Les Carabinieri forment des membres de la Gendarmerie, Tunisie, 2013. Photo : Carabineri pour la protection du patrimoine culturel
Formation des agents publics
Au sein des administrations gouvernementales, il n’est pas rare de constater le même manque de connaissances et de sensibilisation sur la lutte contre le trafic illicite. Les stages de courte durée peuvent ainsi s’avérer très utiles pour les agents des administrations nationales (culture, justice, intérieur, tourisme), notamment dans les domaines suivants :
- Marché de l’art et objets soumis à une forte demande d’achat
- Aspects criminel et financier du phénomène (auteurs, méthodes, circuits)
- Application du droit international et renforcement de la législation nationale
- Inventaires nationaux
- Mécanismes de retour et de restitution
- Coopération intersectorielle nationale et internationale
- Existence et utilisation des principaux outils pratiques
- Sécurité des musées et des sites
- Sensibilisation de l’opinion publique
Des policiers turcs en formation, Gaziantep, décembre 2014. Photo : Direction générale du patrimoine culturel et des musées
Professionnels du patrimoine et spécialistes
Bien qu’ils soient censés connaître le phénomène et son ampleur, les professionnels du patrimoine ne reçoivent en réalité qu’une formation succincte et/ou des informations parcellaires sur le trafic illicite des biens culturels. Des programmes de formation ciblés doivent mettre l’accent sur les sujets suivants :
- Marché de l’art et objets soumis à une forte demande d’achat
- Aspect criminel du phénomène (auteurs, méthodes, circuits)
- Droit national et international
- Déontologie
- Gestion des risques et sécurité des musées et des sites
- Politique d’acquisition, obligation de diligence et de recherche de provenance
- Réalisation d’inventaires
- Existence et utilisation des principaux outils pratiques
- Coopération intersectorielle nationale et internationale
- Mécanismes de retour et de restitution
- Sensibilisation de l’opinion publique
Professionnels du marché de l’art
Bien que leur activité diffère de celle des personnels des musées ou des sites archéologiques, les professionnels du marché de l’art devraient recevoir le même niveau de formation que les professionnels des musées.
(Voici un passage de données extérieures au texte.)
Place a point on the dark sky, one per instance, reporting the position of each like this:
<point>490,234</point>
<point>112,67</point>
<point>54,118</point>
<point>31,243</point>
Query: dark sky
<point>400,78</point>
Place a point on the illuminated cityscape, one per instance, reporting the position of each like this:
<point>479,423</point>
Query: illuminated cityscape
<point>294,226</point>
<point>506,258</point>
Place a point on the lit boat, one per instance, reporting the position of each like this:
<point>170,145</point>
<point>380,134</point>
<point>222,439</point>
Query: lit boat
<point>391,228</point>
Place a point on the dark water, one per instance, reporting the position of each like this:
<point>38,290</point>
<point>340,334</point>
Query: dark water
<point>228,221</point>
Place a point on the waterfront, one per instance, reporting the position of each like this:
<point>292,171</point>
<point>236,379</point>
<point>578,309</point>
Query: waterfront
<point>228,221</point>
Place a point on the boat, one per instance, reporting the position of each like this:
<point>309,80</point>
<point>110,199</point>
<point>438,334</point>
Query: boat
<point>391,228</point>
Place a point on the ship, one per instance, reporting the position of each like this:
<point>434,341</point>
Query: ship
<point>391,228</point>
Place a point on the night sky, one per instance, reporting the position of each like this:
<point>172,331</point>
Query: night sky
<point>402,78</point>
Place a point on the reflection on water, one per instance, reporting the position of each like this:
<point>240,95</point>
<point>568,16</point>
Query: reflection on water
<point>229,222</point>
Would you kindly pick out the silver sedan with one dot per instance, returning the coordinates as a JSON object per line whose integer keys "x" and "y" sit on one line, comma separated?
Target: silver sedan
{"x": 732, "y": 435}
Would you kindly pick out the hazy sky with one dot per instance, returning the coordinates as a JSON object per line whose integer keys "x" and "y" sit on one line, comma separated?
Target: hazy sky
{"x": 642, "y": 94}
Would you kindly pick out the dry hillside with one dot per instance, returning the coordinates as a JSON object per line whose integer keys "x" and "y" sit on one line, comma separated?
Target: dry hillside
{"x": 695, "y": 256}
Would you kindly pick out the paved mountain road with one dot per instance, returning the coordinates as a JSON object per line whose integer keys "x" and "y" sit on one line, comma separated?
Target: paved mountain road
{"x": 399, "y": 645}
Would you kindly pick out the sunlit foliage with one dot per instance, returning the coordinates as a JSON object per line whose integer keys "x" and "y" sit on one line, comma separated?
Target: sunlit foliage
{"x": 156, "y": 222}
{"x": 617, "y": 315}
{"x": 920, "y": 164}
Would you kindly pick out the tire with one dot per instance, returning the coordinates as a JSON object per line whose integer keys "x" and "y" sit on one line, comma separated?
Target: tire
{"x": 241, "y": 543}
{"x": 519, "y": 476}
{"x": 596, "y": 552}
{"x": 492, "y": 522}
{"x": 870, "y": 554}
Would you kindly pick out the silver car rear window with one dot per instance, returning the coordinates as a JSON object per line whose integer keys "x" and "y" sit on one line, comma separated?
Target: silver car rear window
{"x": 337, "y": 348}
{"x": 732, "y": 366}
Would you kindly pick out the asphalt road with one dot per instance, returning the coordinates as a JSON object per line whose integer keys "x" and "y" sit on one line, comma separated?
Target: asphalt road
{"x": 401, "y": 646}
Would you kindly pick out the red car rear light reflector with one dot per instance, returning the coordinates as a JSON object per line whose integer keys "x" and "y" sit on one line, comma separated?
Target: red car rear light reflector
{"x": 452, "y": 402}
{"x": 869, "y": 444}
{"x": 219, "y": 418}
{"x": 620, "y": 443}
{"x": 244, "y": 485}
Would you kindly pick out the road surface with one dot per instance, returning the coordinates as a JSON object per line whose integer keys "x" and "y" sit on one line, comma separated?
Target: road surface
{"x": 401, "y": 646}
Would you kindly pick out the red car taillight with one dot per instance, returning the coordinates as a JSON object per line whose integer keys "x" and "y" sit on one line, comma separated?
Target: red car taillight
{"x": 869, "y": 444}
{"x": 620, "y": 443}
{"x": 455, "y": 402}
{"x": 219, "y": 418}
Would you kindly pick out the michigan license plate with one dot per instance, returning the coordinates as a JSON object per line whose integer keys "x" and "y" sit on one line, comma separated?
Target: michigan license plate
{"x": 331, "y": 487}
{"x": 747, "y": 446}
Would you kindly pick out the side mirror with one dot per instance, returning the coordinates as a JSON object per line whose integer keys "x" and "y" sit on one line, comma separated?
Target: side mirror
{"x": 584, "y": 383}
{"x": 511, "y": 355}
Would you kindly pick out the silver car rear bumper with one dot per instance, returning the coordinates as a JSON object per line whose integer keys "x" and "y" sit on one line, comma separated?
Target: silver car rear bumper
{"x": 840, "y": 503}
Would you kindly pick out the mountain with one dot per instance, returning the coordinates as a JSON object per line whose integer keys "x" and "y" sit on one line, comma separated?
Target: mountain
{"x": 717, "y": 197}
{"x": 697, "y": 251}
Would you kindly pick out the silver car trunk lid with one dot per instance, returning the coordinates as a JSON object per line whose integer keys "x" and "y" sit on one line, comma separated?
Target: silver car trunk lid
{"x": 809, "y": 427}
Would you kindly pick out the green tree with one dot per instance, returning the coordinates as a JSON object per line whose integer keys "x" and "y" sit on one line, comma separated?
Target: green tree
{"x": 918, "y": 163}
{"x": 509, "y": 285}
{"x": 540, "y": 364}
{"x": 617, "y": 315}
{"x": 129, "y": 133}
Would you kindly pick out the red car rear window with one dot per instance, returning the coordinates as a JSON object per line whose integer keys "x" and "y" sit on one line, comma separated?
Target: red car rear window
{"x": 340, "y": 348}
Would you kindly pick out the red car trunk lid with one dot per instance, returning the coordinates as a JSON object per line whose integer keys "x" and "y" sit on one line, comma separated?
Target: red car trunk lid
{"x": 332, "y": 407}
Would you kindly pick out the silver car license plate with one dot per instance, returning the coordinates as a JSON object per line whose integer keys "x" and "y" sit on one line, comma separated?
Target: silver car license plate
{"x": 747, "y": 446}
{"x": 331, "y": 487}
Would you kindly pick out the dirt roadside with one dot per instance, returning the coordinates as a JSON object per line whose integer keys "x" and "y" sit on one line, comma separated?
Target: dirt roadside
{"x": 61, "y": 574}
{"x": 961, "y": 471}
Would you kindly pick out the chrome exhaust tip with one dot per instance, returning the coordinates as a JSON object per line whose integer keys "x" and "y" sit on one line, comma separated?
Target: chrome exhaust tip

Les formations doivent porter en priorité sur la déontologie, les procédures d’acquisition et l’obligation de diligence.
Qui organise des formations ?
Organisations internationales
Organisation phare impliquée dans la lutte contre le trafic illicite des biens culturels, l’UNESCO organise régulièrement des séminaires nationaux et régionaux d’information et de promotion. L’objectif de ces séminaires est de permettre une meilleure compréhension des concepts, des mesures et des mécanismes des instruments normatifs développés par l’organisation. Les formations comportent trois volets :
- Un volet juridique (droit international, droit national, modalités de retour et de restitution)
- Un volet opérationnel (utilisation d’outils pratiques, rôle de la police et des douanes)
- Un volet éducatif et de sensibilisation (kit, vidéos)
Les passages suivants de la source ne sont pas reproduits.